La construcción en Castilla y León necesita hasta 30.000 trabajadores para cubrir la demanda del sector
El déficit de mano de obra se mantiene pese al repunte de la actividad y el sector reclama más formación, digitalización y atractivo para jóvenes y mujeres

El sector de la construcción en Castilla y León atraviesa un importante desequilibrio entre la oferta y la demanda de mano de obra, con una necesidad estimada de entre 25.000 y 30.000 trabajadores para poder hacer frente al crecimiento de la actividad registrado en los últimos años. A pesar del repunte tanto en obra pública como privada, las empresas continúan encontrando serias dificultades para cubrir puestos, en un contexto en el que el empleo en el sector ha crecido hasta situarse en torno a las 70.000 afiliaciones a la Seguridad Social.

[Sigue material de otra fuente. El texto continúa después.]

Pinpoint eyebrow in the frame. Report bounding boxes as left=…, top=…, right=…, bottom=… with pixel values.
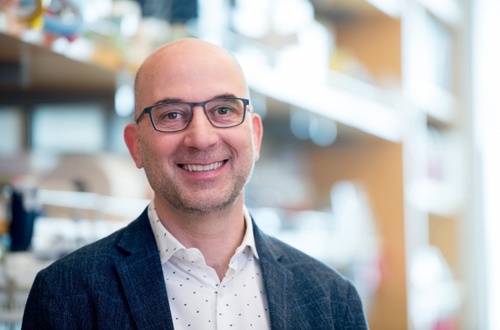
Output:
left=154, top=93, right=241, bottom=105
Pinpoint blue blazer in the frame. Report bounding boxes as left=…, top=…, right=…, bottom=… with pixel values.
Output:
left=22, top=211, right=367, bottom=330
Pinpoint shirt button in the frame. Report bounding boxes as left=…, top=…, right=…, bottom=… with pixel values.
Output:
left=187, top=250, right=199, bottom=262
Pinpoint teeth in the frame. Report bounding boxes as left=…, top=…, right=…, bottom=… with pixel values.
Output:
left=183, top=162, right=224, bottom=172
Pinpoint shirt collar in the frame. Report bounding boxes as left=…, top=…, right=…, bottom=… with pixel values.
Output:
left=148, top=201, right=259, bottom=264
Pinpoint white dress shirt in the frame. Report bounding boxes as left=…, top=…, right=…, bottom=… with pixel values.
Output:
left=148, top=202, right=270, bottom=330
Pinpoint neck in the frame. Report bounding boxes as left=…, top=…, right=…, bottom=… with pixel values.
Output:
left=155, top=198, right=246, bottom=280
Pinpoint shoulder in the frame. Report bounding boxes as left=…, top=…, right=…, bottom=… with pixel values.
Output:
left=254, top=226, right=352, bottom=287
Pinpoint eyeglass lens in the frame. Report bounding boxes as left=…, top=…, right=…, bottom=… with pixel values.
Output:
left=151, top=99, right=245, bottom=132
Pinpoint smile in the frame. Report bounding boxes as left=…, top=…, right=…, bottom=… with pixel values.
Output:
left=181, top=162, right=224, bottom=172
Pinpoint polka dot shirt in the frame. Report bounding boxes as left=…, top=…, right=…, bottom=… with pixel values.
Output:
left=148, top=202, right=270, bottom=330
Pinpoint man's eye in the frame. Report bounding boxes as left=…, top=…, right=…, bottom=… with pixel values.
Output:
left=215, top=107, right=233, bottom=115
left=164, top=112, right=180, bottom=120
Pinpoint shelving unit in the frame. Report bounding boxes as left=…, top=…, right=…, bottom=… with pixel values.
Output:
left=0, top=0, right=470, bottom=330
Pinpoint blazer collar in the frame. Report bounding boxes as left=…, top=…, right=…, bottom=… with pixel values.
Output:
left=253, top=222, right=303, bottom=329
left=116, top=210, right=174, bottom=329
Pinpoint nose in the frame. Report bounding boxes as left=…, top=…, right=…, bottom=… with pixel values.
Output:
left=184, top=106, right=218, bottom=150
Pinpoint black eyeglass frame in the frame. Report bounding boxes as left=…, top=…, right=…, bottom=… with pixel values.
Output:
left=135, top=97, right=250, bottom=133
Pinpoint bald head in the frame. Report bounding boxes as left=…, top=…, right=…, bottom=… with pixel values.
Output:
left=135, top=38, right=249, bottom=116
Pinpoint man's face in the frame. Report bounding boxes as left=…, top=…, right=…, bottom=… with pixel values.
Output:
left=125, top=43, right=262, bottom=213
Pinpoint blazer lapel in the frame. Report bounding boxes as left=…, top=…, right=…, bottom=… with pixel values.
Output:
left=253, top=223, right=302, bottom=329
left=117, top=211, right=174, bottom=329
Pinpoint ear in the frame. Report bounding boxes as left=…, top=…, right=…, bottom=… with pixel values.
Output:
left=251, top=113, right=264, bottom=160
left=123, top=124, right=143, bottom=168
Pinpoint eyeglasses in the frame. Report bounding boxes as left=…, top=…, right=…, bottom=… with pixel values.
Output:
left=135, top=97, right=250, bottom=133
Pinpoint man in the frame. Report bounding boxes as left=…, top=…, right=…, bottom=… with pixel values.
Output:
left=23, top=39, right=367, bottom=329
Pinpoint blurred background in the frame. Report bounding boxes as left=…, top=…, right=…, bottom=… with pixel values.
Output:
left=0, top=0, right=500, bottom=330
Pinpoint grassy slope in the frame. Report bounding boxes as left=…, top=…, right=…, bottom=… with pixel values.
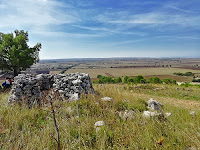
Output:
left=66, top=67, right=199, bottom=78
left=0, top=85, right=200, bottom=150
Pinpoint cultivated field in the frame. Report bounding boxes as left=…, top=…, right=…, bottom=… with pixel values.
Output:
left=0, top=84, right=200, bottom=150
left=66, top=67, right=199, bottom=81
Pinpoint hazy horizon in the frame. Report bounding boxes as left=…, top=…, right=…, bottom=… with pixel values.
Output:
left=0, top=0, right=200, bottom=59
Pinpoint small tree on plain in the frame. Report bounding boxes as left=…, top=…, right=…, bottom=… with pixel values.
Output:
left=0, top=30, right=41, bottom=76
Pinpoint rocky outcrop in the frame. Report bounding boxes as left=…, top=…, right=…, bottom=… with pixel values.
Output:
left=8, top=73, right=94, bottom=104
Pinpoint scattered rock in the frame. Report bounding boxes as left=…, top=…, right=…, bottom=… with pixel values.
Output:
left=101, top=97, right=113, bottom=102
left=8, top=73, right=94, bottom=105
left=94, top=121, right=105, bottom=132
left=147, top=98, right=163, bottom=111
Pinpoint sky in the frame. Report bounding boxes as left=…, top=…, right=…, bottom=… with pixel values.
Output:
left=0, top=0, right=200, bottom=59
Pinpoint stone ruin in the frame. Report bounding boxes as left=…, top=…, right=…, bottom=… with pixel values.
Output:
left=8, top=73, right=94, bottom=105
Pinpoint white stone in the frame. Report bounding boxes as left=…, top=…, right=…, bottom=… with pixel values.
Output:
left=70, top=93, right=79, bottom=101
left=72, top=79, right=82, bottom=85
left=143, top=111, right=162, bottom=118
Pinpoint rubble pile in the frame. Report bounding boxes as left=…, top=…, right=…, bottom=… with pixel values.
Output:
left=8, top=73, right=94, bottom=105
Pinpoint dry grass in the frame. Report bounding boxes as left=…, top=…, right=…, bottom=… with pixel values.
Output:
left=0, top=84, right=200, bottom=150
left=66, top=67, right=198, bottom=78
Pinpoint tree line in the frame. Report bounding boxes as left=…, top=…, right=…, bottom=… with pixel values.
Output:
left=94, top=75, right=176, bottom=84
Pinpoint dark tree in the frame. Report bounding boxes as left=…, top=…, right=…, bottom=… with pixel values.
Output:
left=0, top=30, right=41, bottom=76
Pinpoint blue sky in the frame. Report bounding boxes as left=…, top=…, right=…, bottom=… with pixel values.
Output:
left=0, top=0, right=200, bottom=59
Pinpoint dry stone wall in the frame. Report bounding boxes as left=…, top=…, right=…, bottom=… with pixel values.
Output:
left=8, top=73, right=94, bottom=105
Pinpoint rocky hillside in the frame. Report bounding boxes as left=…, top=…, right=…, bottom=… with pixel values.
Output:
left=0, top=84, right=200, bottom=150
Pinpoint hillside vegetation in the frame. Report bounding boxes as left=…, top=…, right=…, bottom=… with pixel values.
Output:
left=0, top=84, right=200, bottom=150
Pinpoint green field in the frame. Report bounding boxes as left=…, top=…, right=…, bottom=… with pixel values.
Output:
left=0, top=84, right=200, bottom=150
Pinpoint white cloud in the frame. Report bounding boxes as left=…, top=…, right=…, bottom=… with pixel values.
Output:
left=0, top=0, right=77, bottom=29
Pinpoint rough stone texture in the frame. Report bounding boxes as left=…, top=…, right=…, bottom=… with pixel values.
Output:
left=143, top=111, right=162, bottom=118
left=147, top=98, right=163, bottom=111
left=101, top=97, right=113, bottom=102
left=8, top=73, right=94, bottom=104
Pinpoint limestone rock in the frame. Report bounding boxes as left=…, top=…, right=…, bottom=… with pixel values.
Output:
left=101, top=97, right=113, bottom=102
left=143, top=111, right=162, bottom=118
left=8, top=73, right=94, bottom=105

El aumento de la actividad ha venido acompañado de un incremento del número de empresas y de la contratación, lo que refleja cierto dinamismo en el sector, pero esta evolución no ha sido suficiente para compensar la falta de relevo generacional, uno de los principales problemas que arrastra la construcción junto con la baja incorporación de jóvenes y mujeres al mercado laboral.
En este escenario, las administraciones y entidades vinculadas al sector coinciden en la necesidad de impulsar un cambio de imagen que haga más atractivo este ámbito profesional, apostando por una construcción más tecnificada, digitalizada y segura, con el objetivo de mejorar su percepción entre las nuevas generaciones y facilitar la incorporación de nuevos perfiles laborales.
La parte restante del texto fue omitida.